Hoffmann Propeller
- Industry: Aerospace
- Founded: 1955
- Founder: Richard Wurm
- Headquarters: Rosenheim, Bavaria, Germany
- Products: Aircraft propellers
- Number of employees: 57
- Website: www.hoffmann-prop.com

= Hoffmann Propeller =

German aircraft propeller manufacturing company

Hoffman Propeller is a German manufacturer of aircraft propellers. The company headquarters is located at Rosenheim in Bavaria, Germany. The company makes design, manufacture and maintain propellers with blades in wooden composite construction for needed purposes, mainly for the general aviation, hovercraft and any special applications such as blades for wind tunnels the automotive industries. By the version of Aircraft Turboprop Propeller System Market Outlook, the company was one of the major market players.

==History==
Established in 1955 the company initially designed and produced propellers for motor gliders with a staff of six. The company expanded into the field of general aviation propeller overhaul and today, with a staff of 57, the company offers a wide range of propeller services including new certified replacements for vintage aircraft where the original propeller type is unavailable.
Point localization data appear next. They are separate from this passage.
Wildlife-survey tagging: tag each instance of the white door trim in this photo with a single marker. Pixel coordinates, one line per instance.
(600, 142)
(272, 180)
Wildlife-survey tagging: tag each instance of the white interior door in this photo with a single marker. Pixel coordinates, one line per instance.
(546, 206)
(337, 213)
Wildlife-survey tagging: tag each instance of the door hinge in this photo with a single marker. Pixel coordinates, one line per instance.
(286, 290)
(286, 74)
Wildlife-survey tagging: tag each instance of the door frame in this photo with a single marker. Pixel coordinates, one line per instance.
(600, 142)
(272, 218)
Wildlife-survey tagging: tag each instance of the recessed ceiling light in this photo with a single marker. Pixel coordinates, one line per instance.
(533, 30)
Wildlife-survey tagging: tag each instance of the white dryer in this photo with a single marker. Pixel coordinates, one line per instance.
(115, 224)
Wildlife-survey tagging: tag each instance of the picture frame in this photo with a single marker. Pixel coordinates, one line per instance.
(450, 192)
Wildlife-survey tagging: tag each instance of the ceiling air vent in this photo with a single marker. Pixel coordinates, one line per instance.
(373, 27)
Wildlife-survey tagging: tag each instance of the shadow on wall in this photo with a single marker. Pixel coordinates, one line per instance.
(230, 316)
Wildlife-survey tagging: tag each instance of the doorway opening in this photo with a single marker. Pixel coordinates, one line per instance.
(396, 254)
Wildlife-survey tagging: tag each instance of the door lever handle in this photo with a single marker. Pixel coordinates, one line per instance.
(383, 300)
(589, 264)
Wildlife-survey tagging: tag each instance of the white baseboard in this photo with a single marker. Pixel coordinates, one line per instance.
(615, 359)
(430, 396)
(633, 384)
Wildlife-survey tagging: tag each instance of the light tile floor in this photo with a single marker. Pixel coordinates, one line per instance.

The company has acquired rights to the V-Prop, an automatic self-powering electronic variable-pitch propeller invented by Thomas Strieker of Silence Aircraft. Stefan Bichlmeyr from Technical Engineering at Hoffmann Propeller has said that the firm is working with Thomas Strieker to redesign the VProp system for bigger engines. As of June 2013 this redesign is in process but not finished yet.

Hoffmann Propeller also manufactures fans for wind tunnels and hovercraft.